SAO PAULO -- Eight former Brazilian environment ministers lashed out at far-right President Jair Bolsonaro on Wednesday, saying his administration is "wrecking" environmental protections.
Gathered at the University of Sao Paulo, the former officials issued a blistering statement on what they called the government's attacks on public policies that protect the ecosystem.
"We are witnessing a series of unprecedented actions that are draining the Ministry of the Environment's capacity to formulate and implement public policies. Key government figures deny climate change and signal setbacks in efforts to reduce greenhouse gas emissions," said the statement signed by the eight former officials, who served in different administrations over the past quarter century and hold differing political views.
They said the Bolsonaro government, which took office Jan. 1, has installed a sense of "impunity" that may favor deforestation in the Amazon, the vast expanse of rain forest whose existence many scientists consider vital to curbing climate change.
"We risk an out-of-control increase in deforestation," the statement said.
Marina Silva, who was environment minister in 2003-2008, said it was the first time that "a government had as policy to destroy everything done before."
As a congressman and presidential candidate, Bolsonaro repeatedly questioned the reality of climate change and claimed that environmental groups operate under foreign influence, hampering Brazil's economic growth.

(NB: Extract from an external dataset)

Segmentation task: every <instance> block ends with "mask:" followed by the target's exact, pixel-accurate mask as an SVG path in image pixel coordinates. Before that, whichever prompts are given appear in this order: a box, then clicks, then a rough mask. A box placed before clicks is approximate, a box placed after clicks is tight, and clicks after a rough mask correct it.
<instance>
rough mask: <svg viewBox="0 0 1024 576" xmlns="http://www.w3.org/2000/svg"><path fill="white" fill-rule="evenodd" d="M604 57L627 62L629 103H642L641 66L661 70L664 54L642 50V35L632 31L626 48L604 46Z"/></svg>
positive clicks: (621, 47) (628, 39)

His foreign minister, Ernesto Araújo, has called the campaign to curb climate change a "Marxist" plan designed to benefit China.
Bolsonaro's administration has transferred the Brazilian Forest Service, responsible for forest conservation, to the Agriculture Ministry. In addition, the ministry was empowered to determine the demarcation of indigenous lands, also seen by critics as a major win for Brazil's agribusiness.
"The president is showing that the environment ministry is an extension of agriculture. Everything the agribusiness wants, the government does. That is the current policy," said one of the signers, José Sarney Filho, who was environment minister in 2016-2018.